Les sagas Marvel ont introduit une tendance structurelle dans le cinéma d’action : une dose de complexité psychologique – présente dans les comics et travaillée de façon parfois fine et passionnante dans leurs adaptations cinématographiques. À savoir la construction de personnages en proie à de déchirants dilemmes du fait de leur double condition : homme et super-héros. Le premier Spider-Man (2002) de Sam Raimi reste un incontestable jalon à cet égard. Malgré un potentiel certain, le dieu du tonnerre doté de son ravageur Mjolnir (marteau) ne présente pas une grande complexité. Thor (Chris Hemsworth) est un guerrier valeureux promis à régner sur le royaume d’Asgard que son père, le sage Odin (Anthony Hopkins), est parvenu à pacifier malgré une géopolitique galactico-céleste à très haut risque. Il s’agit aussi d’un être impétueux et belliqueux, disons qu’il ne faut pas le chercher longtemps pour le trouver. Ce fâcheux travers le conduit à relancer une guerre avec les Géants de glace. Aussi contrit que fâché, Odin le bannit sur Terre, où il est recueilli par un trio de scientifiques, dont Jane Foster (Natalie Portman), une jolie astrophysicienne qui ne manquera pas de tomber dans ses (très gros) bras. À la manœuvre là-haut, Loki (Tom Hiddleston), son fourbe de frère, fricote en fait avec les Géants de glace. Il en profite pour neutraliser Odin, prendre le pouvoir et enchaîner les trahisons comme d’autres enfilent les perles.
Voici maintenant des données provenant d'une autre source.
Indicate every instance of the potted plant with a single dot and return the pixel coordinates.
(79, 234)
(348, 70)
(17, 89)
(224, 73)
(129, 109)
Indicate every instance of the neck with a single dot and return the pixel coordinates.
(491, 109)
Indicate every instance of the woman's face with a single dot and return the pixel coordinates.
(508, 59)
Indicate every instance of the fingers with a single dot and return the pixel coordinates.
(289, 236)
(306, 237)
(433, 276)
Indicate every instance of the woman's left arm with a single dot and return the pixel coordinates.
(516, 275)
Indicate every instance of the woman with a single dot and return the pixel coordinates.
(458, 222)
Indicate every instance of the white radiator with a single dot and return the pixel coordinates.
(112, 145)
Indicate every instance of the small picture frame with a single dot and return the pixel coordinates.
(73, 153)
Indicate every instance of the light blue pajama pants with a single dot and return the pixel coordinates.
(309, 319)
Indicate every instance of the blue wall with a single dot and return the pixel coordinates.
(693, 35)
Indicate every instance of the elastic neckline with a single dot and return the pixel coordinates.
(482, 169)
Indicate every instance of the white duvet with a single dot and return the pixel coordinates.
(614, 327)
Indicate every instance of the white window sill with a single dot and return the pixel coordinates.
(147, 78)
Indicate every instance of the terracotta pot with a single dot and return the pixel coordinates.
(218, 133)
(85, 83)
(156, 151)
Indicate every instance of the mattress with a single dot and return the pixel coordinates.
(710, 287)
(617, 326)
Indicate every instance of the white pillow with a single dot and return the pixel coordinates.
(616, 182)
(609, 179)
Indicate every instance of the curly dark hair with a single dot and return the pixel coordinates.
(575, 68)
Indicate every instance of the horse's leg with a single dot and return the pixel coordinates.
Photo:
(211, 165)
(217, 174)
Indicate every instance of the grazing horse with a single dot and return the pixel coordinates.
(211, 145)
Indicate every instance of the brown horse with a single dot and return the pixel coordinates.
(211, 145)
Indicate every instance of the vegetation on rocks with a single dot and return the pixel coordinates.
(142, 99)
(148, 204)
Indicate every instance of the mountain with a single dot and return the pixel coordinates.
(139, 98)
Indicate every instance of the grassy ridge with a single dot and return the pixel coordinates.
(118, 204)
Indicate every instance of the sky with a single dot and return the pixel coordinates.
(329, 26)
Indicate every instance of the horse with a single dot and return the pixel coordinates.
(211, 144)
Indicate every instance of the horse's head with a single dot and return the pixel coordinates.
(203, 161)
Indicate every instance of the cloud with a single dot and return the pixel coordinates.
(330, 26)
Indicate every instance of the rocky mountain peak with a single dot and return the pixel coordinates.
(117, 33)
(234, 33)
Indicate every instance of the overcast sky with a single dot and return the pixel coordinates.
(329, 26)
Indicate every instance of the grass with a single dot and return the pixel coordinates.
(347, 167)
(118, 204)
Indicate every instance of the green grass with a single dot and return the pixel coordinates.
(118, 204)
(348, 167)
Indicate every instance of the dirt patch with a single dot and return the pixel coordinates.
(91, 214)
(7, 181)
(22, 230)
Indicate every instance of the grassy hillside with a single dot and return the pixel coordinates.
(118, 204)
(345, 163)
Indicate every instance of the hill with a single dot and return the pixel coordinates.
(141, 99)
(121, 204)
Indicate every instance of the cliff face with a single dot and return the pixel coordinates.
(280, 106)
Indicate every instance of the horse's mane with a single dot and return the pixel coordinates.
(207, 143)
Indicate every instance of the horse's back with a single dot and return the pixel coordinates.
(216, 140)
Par le biais d’une porte céleste, le récit navigue donc entre monde des dieux et monde des hommes, ce qui donne lieu à une franche dichotomie entre la surcharge pompière assez harassante d’Asgard et le prosaïsme de ce coin paumé du Nouveau-Mexique où Thor atterrit. Avec un personnage de trappeur canadien qui aurait essayé de se déguiser en surfeur californien, la rencontre entre ces deux mondes donne lieu, sous les auspices du décalage et de l’inadaptation, à des moments de comédie pas renversants mais plutôt sympathiques. Aussi spectaculaires que soient les combats, on peine à se laisser entraîner, comme si la débauche d’effets occasionnait une banalisation, selon une logique proche de celle du train fantôme. Thor se consomme sans déplaisir, le savoir-faire opère, mais, revers de la médaille, sans surprise ni gourmandise.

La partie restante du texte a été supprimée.